I briefly looked into #7703, and it seems that it can simplify the implementation a lot. All attributes introduced in this PR can actually be dropped if rebased upon #7703 and using the arc.task abstraction. However, it made me realize that the register as clock use-cases may cause problems with our current cloning algorithm. If I understand correctly, after the LowerState pass in #7703, all state reads/writes now obey program order in MLIR. A clock that combinatorially depends on register will get lowered into a scf.if whose conditions depend on at least one arc.state_read, which in turn would observe a prior arc.state_write (the register value in the new phase). Then the writes within the scf.if cannot be arbitrarily made parallel with the prior write to the depended register.

I haven't come up with a good solution to this problem. One way would be to allow arc.tasks arbitrarily depend on each other (see below), but our original targeted use-cases for partitioning include static scheduling, which means that it's better to avoid dependencies. Our current idea is to clone the computation subtree of the written value into the following read, which means some duplicated computation.
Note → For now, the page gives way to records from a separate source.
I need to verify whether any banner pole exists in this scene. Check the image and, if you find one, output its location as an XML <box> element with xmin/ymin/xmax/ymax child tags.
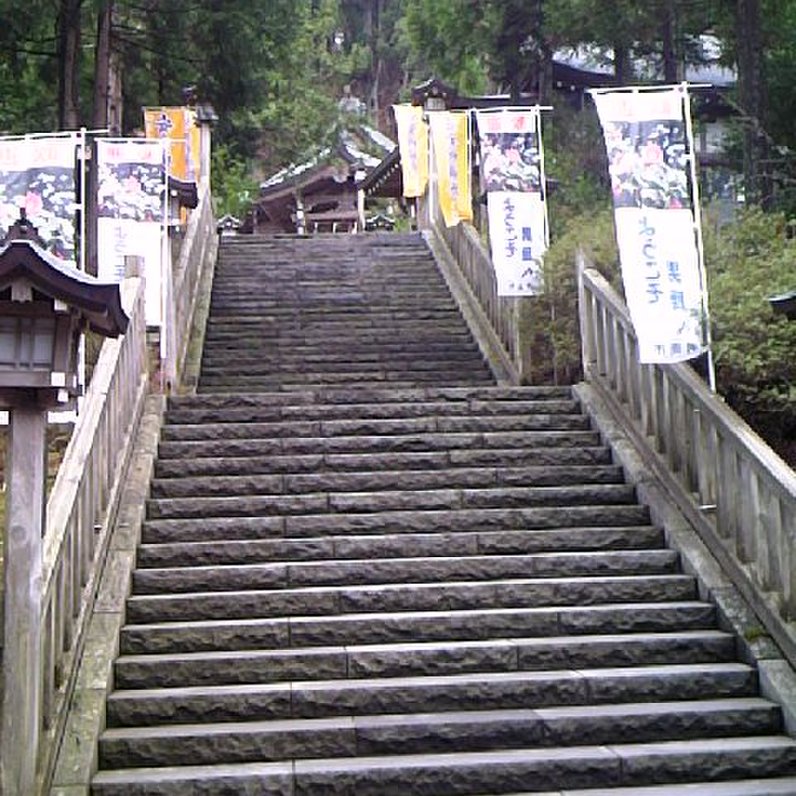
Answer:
<box><xmin>681</xmin><ymin>83</ymin><xmax>716</xmax><ymax>393</ymax></box>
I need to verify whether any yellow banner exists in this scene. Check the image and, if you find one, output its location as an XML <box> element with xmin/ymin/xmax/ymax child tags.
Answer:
<box><xmin>392</xmin><ymin>105</ymin><xmax>428</xmax><ymax>198</ymax></box>
<box><xmin>144</xmin><ymin>106</ymin><xmax>199</xmax><ymax>182</ymax></box>
<box><xmin>429</xmin><ymin>111</ymin><xmax>473</xmax><ymax>227</ymax></box>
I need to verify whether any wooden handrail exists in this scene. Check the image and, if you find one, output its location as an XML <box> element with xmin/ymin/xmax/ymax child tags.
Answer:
<box><xmin>30</xmin><ymin>190</ymin><xmax>217</xmax><ymax>789</ymax></box>
<box><xmin>577</xmin><ymin>254</ymin><xmax>796</xmax><ymax>665</ymax></box>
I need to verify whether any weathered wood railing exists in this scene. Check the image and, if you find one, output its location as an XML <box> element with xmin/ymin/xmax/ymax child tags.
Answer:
<box><xmin>173</xmin><ymin>185</ymin><xmax>218</xmax><ymax>386</ymax></box>
<box><xmin>578</xmin><ymin>256</ymin><xmax>796</xmax><ymax>665</ymax></box>
<box><xmin>418</xmin><ymin>191</ymin><xmax>530</xmax><ymax>382</ymax></box>
<box><xmin>33</xmin><ymin>183</ymin><xmax>217</xmax><ymax>784</ymax></box>
<box><xmin>40</xmin><ymin>278</ymin><xmax>148</xmax><ymax>784</ymax></box>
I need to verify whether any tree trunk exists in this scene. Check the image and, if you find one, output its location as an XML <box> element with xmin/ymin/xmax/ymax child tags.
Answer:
<box><xmin>735</xmin><ymin>0</ymin><xmax>771</xmax><ymax>205</ymax></box>
<box><xmin>614</xmin><ymin>42</ymin><xmax>633</xmax><ymax>86</ymax></box>
<box><xmin>58</xmin><ymin>0</ymin><xmax>82</xmax><ymax>130</ymax></box>
<box><xmin>93</xmin><ymin>0</ymin><xmax>113</xmax><ymax>130</ymax></box>
<box><xmin>661</xmin><ymin>0</ymin><xmax>683</xmax><ymax>83</ymax></box>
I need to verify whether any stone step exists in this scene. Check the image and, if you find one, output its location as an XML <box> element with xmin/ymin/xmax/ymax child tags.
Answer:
<box><xmin>146</xmin><ymin>484</ymin><xmax>635</xmax><ymax>520</ymax></box>
<box><xmin>196</xmin><ymin>374</ymin><xmax>491</xmax><ymax>395</ymax></box>
<box><xmin>114</xmin><ymin>630</ymin><xmax>735</xmax><ymax>690</ymax></box>
<box><xmin>200</xmin><ymin>372</ymin><xmax>492</xmax><ymax>392</ymax></box>
<box><xmin>150</xmin><ymin>465</ymin><xmax>623</xmax><ymax>499</ymax></box>
<box><xmin>85</xmin><ymin>736</ymin><xmax>796</xmax><ymax>796</ymax></box>
<box><xmin>107</xmin><ymin>663</ymin><xmax>760</xmax><ymax>732</ymax></box>
<box><xmin>128</xmin><ymin>570</ymin><xmax>696</xmax><ymax>622</ymax></box>
<box><xmin>161</xmin><ymin>414</ymin><xmax>591</xmax><ymax>442</ymax></box>
<box><xmin>532</xmin><ymin>775</ymin><xmax>796</xmax><ymax>796</ymax></box>
<box><xmin>99</xmin><ymin>698</ymin><xmax>781</xmax><ymax>767</ymax></box>
<box><xmin>137</xmin><ymin>526</ymin><xmax>664</xmax><ymax>569</ymax></box>
<box><xmin>168</xmin><ymin>386</ymin><xmax>574</xmax><ymax>414</ymax></box>
<box><xmin>158</xmin><ymin>431</ymin><xmax>601</xmax><ymax>459</ymax></box>
<box><xmin>202</xmin><ymin>352</ymin><xmax>484</xmax><ymax>375</ymax></box>
<box><xmin>133</xmin><ymin>550</ymin><xmax>679</xmax><ymax>594</ymax></box>
<box><xmin>155</xmin><ymin>446</ymin><xmax>613</xmax><ymax>479</ymax></box>
<box><xmin>165</xmin><ymin>393</ymin><xmax>579</xmax><ymax>426</ymax></box>
<box><xmin>120</xmin><ymin>593</ymin><xmax>716</xmax><ymax>655</ymax></box>
<box><xmin>143</xmin><ymin>504</ymin><xmax>650</xmax><ymax>542</ymax></box>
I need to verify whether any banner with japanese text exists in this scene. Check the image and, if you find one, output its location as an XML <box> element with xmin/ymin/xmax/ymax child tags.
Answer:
<box><xmin>593</xmin><ymin>86</ymin><xmax>708</xmax><ymax>363</ymax></box>
<box><xmin>0</xmin><ymin>133</ymin><xmax>83</xmax><ymax>264</ymax></box>
<box><xmin>476</xmin><ymin>107</ymin><xmax>549</xmax><ymax>296</ymax></box>
<box><xmin>97</xmin><ymin>138</ymin><xmax>167</xmax><ymax>326</ymax></box>
<box><xmin>392</xmin><ymin>105</ymin><xmax>428</xmax><ymax>198</ymax></box>
<box><xmin>428</xmin><ymin>111</ymin><xmax>473</xmax><ymax>227</ymax></box>
<box><xmin>144</xmin><ymin>106</ymin><xmax>199</xmax><ymax>182</ymax></box>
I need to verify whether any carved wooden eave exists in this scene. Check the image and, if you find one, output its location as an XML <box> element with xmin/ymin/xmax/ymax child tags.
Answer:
<box><xmin>0</xmin><ymin>237</ymin><xmax>129</xmax><ymax>337</ymax></box>
<box><xmin>169</xmin><ymin>174</ymin><xmax>199</xmax><ymax>210</ymax></box>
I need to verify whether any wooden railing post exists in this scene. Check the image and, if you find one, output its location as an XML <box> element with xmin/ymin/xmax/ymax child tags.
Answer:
<box><xmin>0</xmin><ymin>406</ymin><xmax>47</xmax><ymax>796</ymax></box>
<box><xmin>579</xmin><ymin>253</ymin><xmax>796</xmax><ymax>665</ymax></box>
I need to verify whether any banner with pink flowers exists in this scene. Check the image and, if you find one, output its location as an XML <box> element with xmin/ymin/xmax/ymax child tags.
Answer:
<box><xmin>592</xmin><ymin>86</ymin><xmax>709</xmax><ymax>363</ymax></box>
<box><xmin>97</xmin><ymin>138</ymin><xmax>168</xmax><ymax>326</ymax></box>
<box><xmin>0</xmin><ymin>133</ymin><xmax>83</xmax><ymax>263</ymax></box>
<box><xmin>476</xmin><ymin>106</ymin><xmax>549</xmax><ymax>296</ymax></box>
Our rationale is that in real hardware designs, gated clocks or other clocks that depend on registers should not have deep combinatory trees. This is somewhat equivalent to how we deal with other computations that are used in multiple chunks: they get duplicated (or didn't get DCE'ed).

@SpriteOvO and I will try to rebase this PR onto #7703, and see if the idea works.

Task dependencies

Do you think we could somehow create an arc.task op or similar to encode the eval -> sync -> eval -> sync -> eval -> ... chain of the different threads you were describing?

Assuming that we place writes to the same state into the same task, then I think we might be able to infer a finer dependency relation between tasks. If all operations are placed into tasks, then one task needs to be scheduled after another if and only if it reads a state written by another task prior in program order. We don't even need extra structures (operands, attributes) in the IR. Let's use a fancy notation to represent the transitive closure of this relation: A <_T B means that A needs to be scheduled before B.

This relation can also give us a simple procedure to merge tasks. A and B can be merged if and only if there does not exist C, such that A <_T C and C <_T B. The merge procedure would be (assuming B follows A in program order):

  • Move all tasks between A and B: if C is between A and B in program order, move C before A if C <_T B, or move C after B otherwise.
  • Concat A and B

Therefore we might be able to get an alternative bottom-up partitioning scheme by combining atomic arc.tasks, which contains writes for only one state. It might better fit dynamic scheduling by producing some number of "constant-sized tasks", instead of a constant number of "tasks with similar size" given by a top-down graph partitioning algorithm. Using this bottom-up method, we might be able to relax the clock-depends-on-register cloning requirement, instead allowing dependencies between tasks with minimal loss of performance.

Nevertheless, for the top-down partitioning method, this kind of dependency can still be used to reflect the semantics of arc.sync, so arc.sync can just be replaced by it.

State grouping

After some thought, It seems to me that arc.alloc_storage is a better choice when used together with arc.task, than our method of using another storage object. The benefit is that we can specify (in the IR) which task shares which storage.

The downside is that these storages would all be allocated flat, and the user of the model cannot control the allocation. It may be desirable for dynamically scheduled simulations to reuse unused storage spaces between tasks for better cache locality.